Se a crise de 2008, que fez o Estado norte-ameriano intervir fundamente, não foi suficiente para alertar os brasileiros da perversidade dessa dominação financeira, a pandemia reitera a necessidade de um Estado organizado, sempre sendo reformado, para atender às reais necessidades sociais.

A fonte desse tsunami, traduzido em vassalagem civil e militar, para o Brasil e os países do continente, está no Google para que qualquer pessoa possa assumir a consciência dessa realidade.

Quais os objetivos e recomendações do Consenso de Washington, representados por Ronald Reagan e Margaret Thatcher?

Ei-los:

  1. “Reforma fiscal: promover profunda alteração no sistema tributário (arrecadação de impostos) no sentido de diminuir a tributação das grandes empresas, para que elas aumentassem seus lucros e seu grau de competitividade;
  2.  Abertura comercial: proporcionar o aumento das importações e das exportações por intermédio das tarifas alfandegárias;
  3. Política de privatizações: reduzir ao mínimo a participação do Estado na economia, no sentido de transferir a todo custo as empresas estatais para a iniciativa privada;
  4.  Redução fiscal do Estado: reduzir os gastos do Estado por meio do corte em massa de funcionários terceirizados, o maior número de serviços, e a diminuição das leis trabalhistas e do valor real dos salários, a fim de cortar gastos por parte do governo e garantir arrecadação suficiente para pagamento da dívida pública.

O governo que se recusasse a cumprir tais normas encontraria dificuldade para receber investimentos externos e ajuda internacional dos Estado Unidos e do FMI” (Publicado por Rodolfo F. Alves Pena).

É por isso que Paulo Guedes falou que com a reforma da previdência o investimento externo que “está aí” à porta, entraria correndo. E, assim, para qualquer reforma ou privatização o papo é sempre igual.

O Brasil, na década de 1980, teve sua economia desorganizada com o início de sua desindustrialização. As causas foram os juros extorsivos da dívida externa, cuja taxa era decidida pelos credores, unilateralmente, e que eles a aumentaram de 5% para 20%.

De lá para cá só cresceu a nossa servidão, a qual nos dias atuais tomou forma de mediocridade absoluta, e entrega sem estar ofegante, assim tranquila.

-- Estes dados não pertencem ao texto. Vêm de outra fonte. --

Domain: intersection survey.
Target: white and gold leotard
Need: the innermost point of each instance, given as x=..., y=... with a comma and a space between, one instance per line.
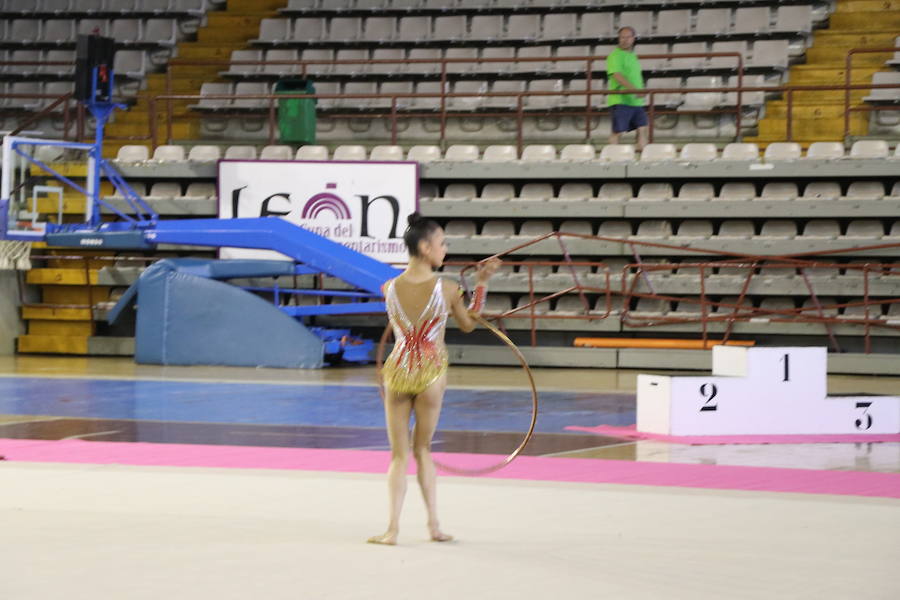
x=419, y=356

Mas o investimento externo está ali. Olhe a fotografia. Paulo Guedes falou. Só que se depender disso, o Brasil continuará vassalo.

Na verdade, o livro Pilhagem: quando o Estado de Direito é ilegal(Unif/Martins Fontes, 2013), de Ugo Matei, professor de Direito Internacional e Comparado da Universidade da Califórnia, de Hastings e de Turim, e a coautora Laura Nader, professora de antropologia da Universidade da Califórnia, tem um capítulo significativo cujo título é: Neoliberalismo, o motor da economia da pilhagem”.